D.4.1 Adding variables to data frames
datetime month delay ontime
1 2016-01-06 03:55:40 2016-01-01 22 TRUE
2 2016-01-06 20:52:34 2016-01-01 22 TRUE
3 2016-01-07 02:50:43 2016-01-01 29 TRUE
4 2016-01-07 22:32:27 2016-01-01 28 TRUE
5 2016-01-09 14:56:09 2016-01-01 22 TRUE
6 2016-01-09 21:21:24 2016-01-01 20 TRUE
D.4.2 Aggregating data frames
Then we aggregate (or summarise) data to one row per month. For this, we use the split-apply-combine strategy by first splitting the data frame into a list of data frames, one per month. Next, we apply the same summary function to all elements (months) of this list. Finally, we combine the groups back into a data frame again.

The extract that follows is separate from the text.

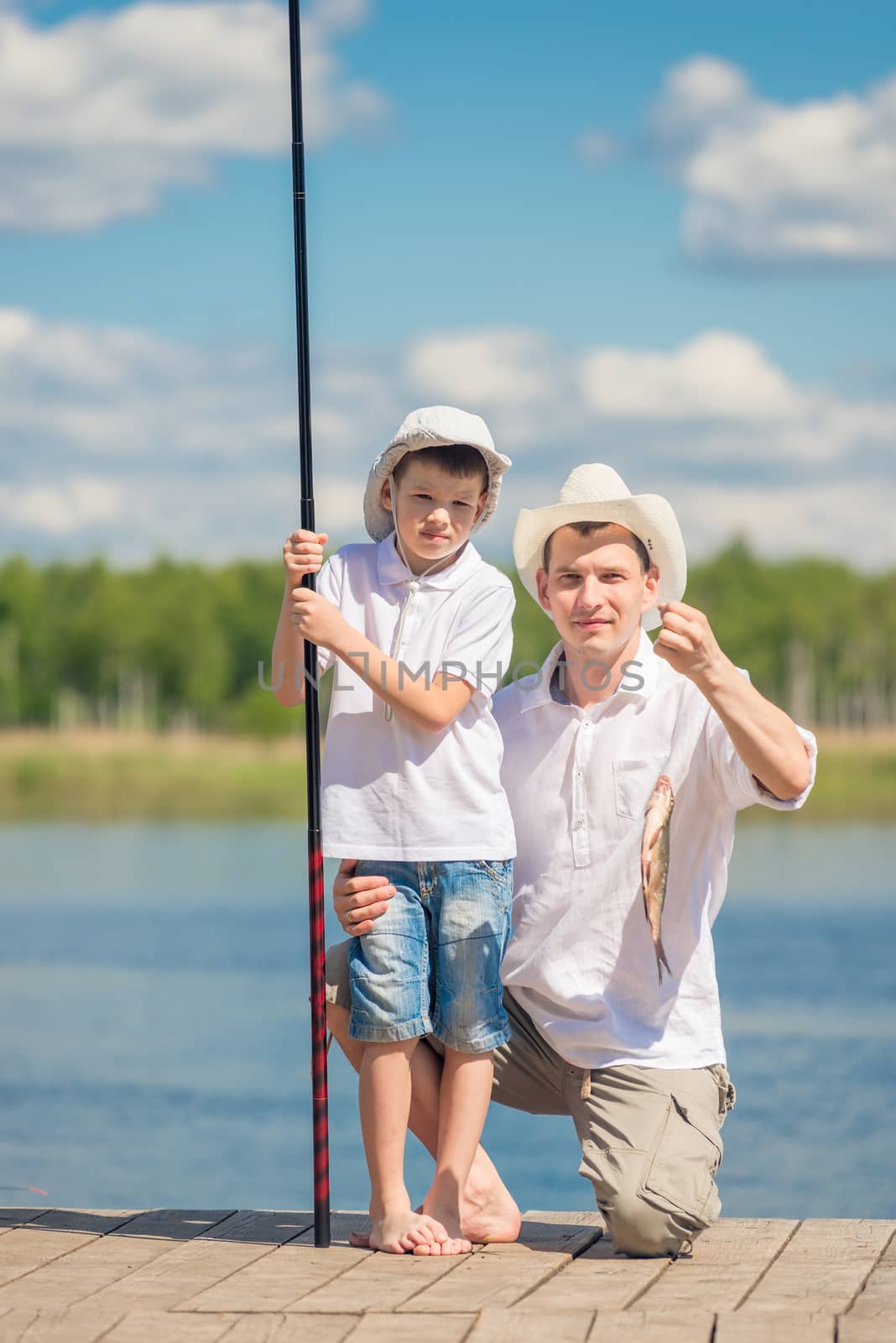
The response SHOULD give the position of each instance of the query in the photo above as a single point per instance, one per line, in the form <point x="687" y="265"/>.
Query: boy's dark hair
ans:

d2 <- split(d, d$month) # Split data frame by month.
d2 <- lapply(d2, function(i) { # Apply summaries to each group.
data.frame(month = i$month[1],
n = nrow(i),
n_ontime = sum(i$ontime))
})
d2 <- do.call(rbind, d2) # Combine groups into data frame.
rownames(d2) <- NULL # Remove row names (cosmetic only).
str(d2)
'data.frame': 24 obs. of 3 variables:
$ month : Date, format: "2016-01-01" "2016-02-01" ...
$ n : int 7 11 11 9 8 5 7 12 7 12 ...
$ n_ontime: int 7 9 10 9 8 4 5 12 6 11 ...
month n n_ontime
1 2016-01-01 7 7
2 2016-02-01 11 9
3 2016-03-01 11 10
4 2016-04-01 9 9
5 2016-05-01 8 8
6 2016-06-01 5 4
The three functions split(), lapply(), and do.call() may be unfamiliar to many R users, but it pays to get to know them – RTD (read the documentation).
The split-apply-combine strategy may be performed a lot easier with functions from the tidyverse or table.table packages. But, as mentioned, we find it useful to know the base R ways of doing things, not the least to maintain independence from external packages.